Author: Daniel Pinkwater

Unwilling to stay bored in her own plane of existence, Audrey hops on a bus and travels to what is presumably our own plane of existence. After a while, she catches a ride to New York, but due to various circumstances, only makes it as far as Poughkeepsie, where she finds a job in a bookshop dedicated to extraterrestrials . . . where her cat-whiskered appearance is a selling point as the shopkeepers are convinced she’s an extraterrestrial herself, despite her best attempts to explain her origins. While in Poughkeepsie, Audrey meets others who make her seem nearly normal: a mountain dwerg who thinks she’s crazy, a professor who actually is crazy (but only part of the year), and a creature who makes everyone else cringe in fear but who looks like an adorable puppy to Audrey, to name a few. Not to mention the fact that everybody thinks Audrey is another cat-whiskered girl who apparently lived in the area, like, a hundred years ago!

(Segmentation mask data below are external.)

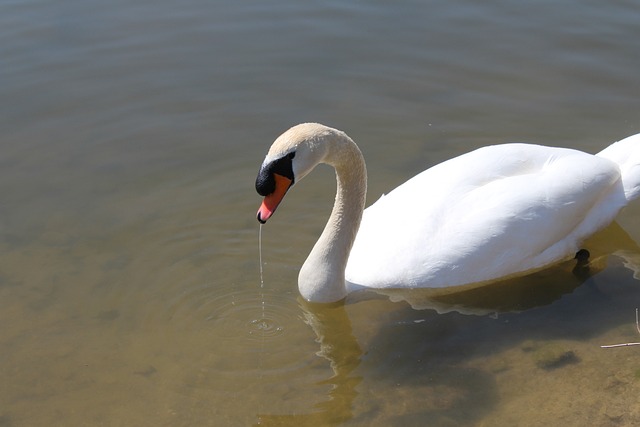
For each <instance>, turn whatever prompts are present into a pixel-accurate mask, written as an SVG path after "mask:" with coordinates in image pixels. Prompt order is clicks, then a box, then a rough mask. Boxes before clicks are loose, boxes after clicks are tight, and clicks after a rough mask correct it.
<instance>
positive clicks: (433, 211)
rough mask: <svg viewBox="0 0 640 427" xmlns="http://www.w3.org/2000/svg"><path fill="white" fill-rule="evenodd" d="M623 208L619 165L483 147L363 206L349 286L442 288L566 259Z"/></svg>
mask: <svg viewBox="0 0 640 427" xmlns="http://www.w3.org/2000/svg"><path fill="white" fill-rule="evenodd" d="M625 204H626V199H625V196H624V189H623V188H622V183H621V180H620V169H619V168H618V166H617V164H616V163H614V162H613V161H611V160H609V159H607V158H605V157H598V156H593V155H590V154H586V153H583V152H580V151H575V150H570V149H563V148H550V147H543V146H538V145H529V144H505V145H497V146H489V147H484V148H481V149H478V150H476V151H473V152H471V153H468V154H465V155H462V156H460V157H457V158H454V159H451V160H449V161H446V162H444V163H441V164H439V165H437V166H434V167H432V168H431V169H428V170H426V171H424V172H422V173H421V174H419V175H417V176H415V177H414V178H412V179H411V180H409V181H407V182H406V183H405V184H403V185H401V186H400V187H398V188H396V189H395V190H393V191H392V192H391V193H389V194H388V195H386V196H383V197H382V198H381V199H380V200H378V201H377V202H376V203H375V204H373V205H372V206H371V207H369V208H368V209H366V210H365V212H364V216H363V220H362V224H361V226H360V231H359V232H358V235H357V237H356V240H355V242H354V245H353V249H352V252H351V255H350V258H349V263H348V265H347V270H346V279H347V281H348V282H350V285H357V286H366V287H373V288H385V287H396V288H397V287H400V288H402V287H433V288H439V287H448V286H456V285H464V284H469V283H475V282H482V281H487V280H493V279H496V278H500V277H504V276H509V275H514V274H518V273H521V272H526V271H531V270H535V269H538V268H541V267H543V266H545V265H548V264H550V263H553V262H555V261H559V260H562V259H565V258H567V256H570V255H572V254H574V253H575V251H577V250H578V249H579V245H580V243H581V241H582V240H584V239H585V238H586V237H588V236H589V235H591V234H592V233H594V232H595V231H597V230H599V229H601V228H603V227H605V226H606V225H608V224H609V223H610V222H611V221H612V220H613V218H614V217H615V215H616V214H617V213H618V211H619V210H620V209H621V208H622V207H623V206H624V205H625Z"/></svg>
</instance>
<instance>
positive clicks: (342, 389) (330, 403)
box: [257, 298, 362, 426]
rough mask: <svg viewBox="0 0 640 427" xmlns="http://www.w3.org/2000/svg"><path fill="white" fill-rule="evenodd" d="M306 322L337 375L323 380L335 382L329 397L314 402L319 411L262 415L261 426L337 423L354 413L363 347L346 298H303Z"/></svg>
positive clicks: (331, 367) (319, 383)
mask: <svg viewBox="0 0 640 427" xmlns="http://www.w3.org/2000/svg"><path fill="white" fill-rule="evenodd" d="M299 302H300V307H301V309H302V310H303V312H304V317H305V320H306V323H307V324H308V325H309V326H311V328H312V329H313V331H314V332H315V334H316V337H317V342H318V343H319V344H320V350H319V351H318V353H317V355H318V356H321V357H324V358H325V359H327V360H328V361H329V363H330V365H331V369H332V370H333V375H332V376H331V377H330V378H328V379H326V380H324V381H322V382H321V383H319V384H327V385H330V386H331V390H330V391H329V396H328V400H326V401H323V402H320V403H317V404H316V405H314V407H315V412H312V413H308V414H291V415H259V416H258V419H259V421H258V423H257V425H261V426H307V425H309V426H320V425H336V424H339V423H342V422H345V421H347V420H349V419H351V418H352V417H353V413H352V405H353V401H354V400H355V398H356V396H357V395H358V392H357V391H356V386H357V385H358V384H359V383H360V381H361V380H362V377H360V376H358V375H355V374H354V372H353V371H354V370H355V369H356V368H357V367H358V365H360V357H361V356H362V350H361V349H360V345H359V344H358V341H357V340H356V338H355V336H354V335H353V330H352V327H351V321H350V320H349V316H348V315H347V311H346V310H345V307H344V302H339V303H334V304H313V303H308V302H306V301H304V300H303V299H302V298H300V299H299Z"/></svg>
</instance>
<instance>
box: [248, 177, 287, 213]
mask: <svg viewBox="0 0 640 427" xmlns="http://www.w3.org/2000/svg"><path fill="white" fill-rule="evenodd" d="M273 177H274V178H275V180H276V189H275V190H274V192H273V193H271V194H269V195H267V196H265V198H264V200H263V201H262V205H260V209H258V215H257V216H258V221H259V222H260V223H261V224H264V223H266V222H267V220H268V219H269V218H271V215H273V213H274V212H275V211H276V208H277V207H278V205H279V204H280V202H281V201H282V199H283V198H284V195H285V194H287V191H288V190H289V187H291V183H292V182H293V181H292V180H290V179H289V178H287V177H284V176H282V175H278V174H277V173H275V174H273Z"/></svg>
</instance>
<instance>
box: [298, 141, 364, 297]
mask: <svg viewBox="0 0 640 427" xmlns="http://www.w3.org/2000/svg"><path fill="white" fill-rule="evenodd" d="M333 136H334V138H332V139H330V140H328V141H326V143H327V144H328V145H329V146H328V150H327V154H326V156H325V158H324V163H327V164H329V165H331V166H333V167H334V168H335V170H336V179H337V190H336V199H335V202H334V205H333V210H332V211H331V216H330V217H329V221H327V225H326V226H325V228H324V231H323V232H322V235H321V236H320V238H319V239H318V241H317V242H316V244H315V246H314V247H313V249H312V250H311V253H310V254H309V256H308V257H307V260H306V261H305V262H304V265H303V266H302V268H301V269H300V274H299V276H298V288H299V289H300V294H301V295H302V296H303V297H304V298H305V299H306V300H307V301H311V302H334V301H339V300H341V299H343V298H344V297H346V296H347V291H346V287H345V279H344V271H345V268H346V266H347V260H348V259H349V253H350V252H351V246H352V245H353V241H354V240H355V237H356V234H357V232H358V228H359V227H360V220H361V219H362V211H363V210H364V204H365V198H366V194H367V169H366V166H365V163H364V158H363V157H362V153H361V152H360V149H359V148H358V146H357V145H356V144H355V143H354V142H353V141H352V140H351V139H350V138H349V137H348V136H347V135H346V134H344V133H342V132H341V133H340V134H338V135H333Z"/></svg>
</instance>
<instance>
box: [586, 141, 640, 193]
mask: <svg viewBox="0 0 640 427" xmlns="http://www.w3.org/2000/svg"><path fill="white" fill-rule="evenodd" d="M596 155H597V156H600V157H604V158H606V159H609V160H611V161H613V162H615V163H617V164H618V166H619V167H620V172H621V175H622V185H623V187H624V194H625V197H626V198H627V200H628V201H631V200H635V199H637V198H638V197H640V134H637V135H633V136H630V137H628V138H625V139H623V140H621V141H618V142H615V143H613V144H611V145H610V146H608V147H607V148H605V149H604V150H602V151H601V152H599V153H598V154H596Z"/></svg>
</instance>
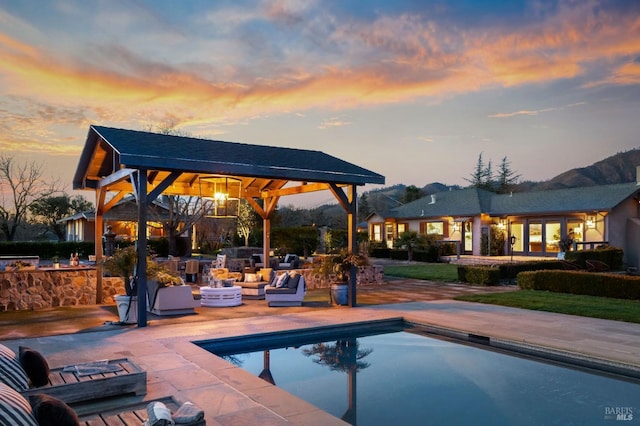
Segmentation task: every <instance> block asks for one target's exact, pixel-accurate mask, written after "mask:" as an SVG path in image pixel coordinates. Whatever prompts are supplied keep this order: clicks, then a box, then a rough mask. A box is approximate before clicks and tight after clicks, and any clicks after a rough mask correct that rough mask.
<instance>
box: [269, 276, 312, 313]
mask: <svg viewBox="0 0 640 426" xmlns="http://www.w3.org/2000/svg"><path fill="white" fill-rule="evenodd" d="M280 280H282V281H280ZM274 282H275V283H276V287H271V286H269V287H265V292H264V297H265V299H266V300H267V304H268V306H302V301H303V300H304V295H305V294H306V292H307V285H306V283H305V281H304V276H302V275H301V274H298V273H295V274H292V275H290V274H289V272H285V273H284V274H282V275H279V276H278V277H277V278H275V279H274Z"/></svg>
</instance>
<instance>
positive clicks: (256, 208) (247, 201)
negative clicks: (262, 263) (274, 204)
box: [245, 198, 268, 268]
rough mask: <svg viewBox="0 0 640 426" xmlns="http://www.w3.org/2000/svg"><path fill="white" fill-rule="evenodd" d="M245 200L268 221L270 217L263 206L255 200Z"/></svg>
mask: <svg viewBox="0 0 640 426" xmlns="http://www.w3.org/2000/svg"><path fill="white" fill-rule="evenodd" d="M245 200H247V203H249V205H250V206H251V207H253V209H254V210H255V211H256V213H258V214H259V215H260V217H261V218H262V219H267V217H268V216H267V212H266V211H264V209H263V208H262V206H261V205H260V204H258V202H257V201H256V200H255V199H254V198H245ZM265 268H266V265H265Z"/></svg>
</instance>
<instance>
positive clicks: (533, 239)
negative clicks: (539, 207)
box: [529, 223, 542, 252]
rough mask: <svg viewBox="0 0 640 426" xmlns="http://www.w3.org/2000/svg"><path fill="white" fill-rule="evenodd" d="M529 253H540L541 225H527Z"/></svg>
mask: <svg viewBox="0 0 640 426" xmlns="http://www.w3.org/2000/svg"><path fill="white" fill-rule="evenodd" d="M529 251H537V252H542V224H541V223H530V224H529Z"/></svg>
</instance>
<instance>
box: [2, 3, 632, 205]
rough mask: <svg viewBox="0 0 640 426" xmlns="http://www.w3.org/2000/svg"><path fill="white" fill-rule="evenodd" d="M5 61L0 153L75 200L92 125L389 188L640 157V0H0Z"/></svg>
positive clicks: (541, 169)
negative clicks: (192, 137) (332, 162)
mask: <svg viewBox="0 0 640 426" xmlns="http://www.w3.org/2000/svg"><path fill="white" fill-rule="evenodd" d="M0 55H1V58H2V60H1V61H0V111H1V113H0V129H2V131H1V132H0V151H1V152H2V153H4V154H5V155H13V156H15V157H16V159H17V160H20V161H36V162H38V163H43V164H44V165H45V170H46V173H47V174H48V175H50V176H52V177H54V178H59V179H60V180H61V181H62V182H63V183H65V184H67V185H68V189H69V190H70V189H71V179H72V176H73V172H74V171H75V168H76V166H77V162H78V158H79V155H80V151H81V149H82V146H83V145H84V140H85V137H86V134H87V130H88V127H89V125H90V124H99V125H105V126H113V127H121V128H128V129H134V130H147V129H149V128H155V129H159V128H166V127H173V128H175V129H177V130H179V131H181V132H186V133H190V134H191V135H193V136H197V137H204V138H210V139H220V140H229V141H237V142H246V143H256V144H264V145H274V146H285V147H297V148H305V149H317V150H321V151H324V152H326V153H329V154H331V155H335V156H337V157H339V158H342V159H344V160H346V161H350V162H353V163H355V164H358V165H359V166H362V167H365V168H368V169H370V170H373V171H375V172H377V173H380V174H382V175H384V176H385V177H386V181H387V185H393V184H396V183H404V184H407V185H417V186H422V185H425V184H427V183H430V182H442V183H446V184H459V185H465V184H466V183H467V182H466V181H465V178H468V177H469V176H470V175H471V173H472V172H473V170H474V167H475V164H476V162H477V159H478V155H479V154H480V153H482V154H483V158H484V159H485V161H492V163H493V164H495V165H497V164H499V163H500V161H501V159H502V158H503V157H507V158H508V159H509V160H510V161H511V167H512V169H513V170H514V171H516V172H517V173H519V174H520V175H521V177H522V179H524V180H544V179H548V178H551V177H553V176H555V175H557V174H559V173H562V172H564V171H566V170H568V169H571V168H574V167H584V166H588V165H590V164H592V163H594V162H596V161H599V160H601V159H604V158H606V157H608V156H610V155H613V154H616V153H617V152H621V151H627V150H629V149H634V148H638V147H640V140H639V137H638V135H640V120H639V118H640V2H636V1H626V0H625V1H623V0H620V1H590V0H567V1H545V0H537V1H509V2H503V1H472V0H468V1H409V0H405V1H394V2H389V1H356V0H352V1H337V0H336V1H324V0H323V1H294V0H288V1H278V0H276V1H266V0H265V1H249V0H245V1H151V0H149V1H120V0H109V1H106V0H105V1H84V0H83V1H55V0H53V1H29V0H23V1H20V2H15V1H5V0H0ZM367 189H373V187H365V188H364V190H367ZM360 192H362V190H361V191H360ZM86 195H87V196H88V198H89V199H91V197H92V196H93V195H92V194H91V193H87V194H86ZM324 201H332V197H331V195H330V194H327V195H326V197H324V196H323V197H320V198H316V199H315V200H314V201H313V203H321V202H324ZM291 203H294V204H297V201H295V200H293V199H291Z"/></svg>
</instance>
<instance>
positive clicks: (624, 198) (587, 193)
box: [486, 182, 640, 216]
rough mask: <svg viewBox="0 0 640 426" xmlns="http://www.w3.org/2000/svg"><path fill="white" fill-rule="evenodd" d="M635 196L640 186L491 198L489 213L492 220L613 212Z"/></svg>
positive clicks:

I admit, I originally picked this book up because of the title–I mean, who wouldn’t want to read the Adventures of a Cat-Whiskered Girl?! When I saw the Neil Gaiman & Cory Doctorow recommendations on the back, I was doubly hooked, and I certainly wasn’t disappointed in what I read. Reading this book feels like joining a secret society or something niche like that–it’s super weird in the best way possible, with all kinds of things that don’t make sense at all, only they actually do. And the characters are such a zany mixed up bunch–they’re super fun to meet along the journey. Seriously, Adventures of a Cat-Whiskered Girl is a trip you won’t soon forget–I highly recommend checking it out!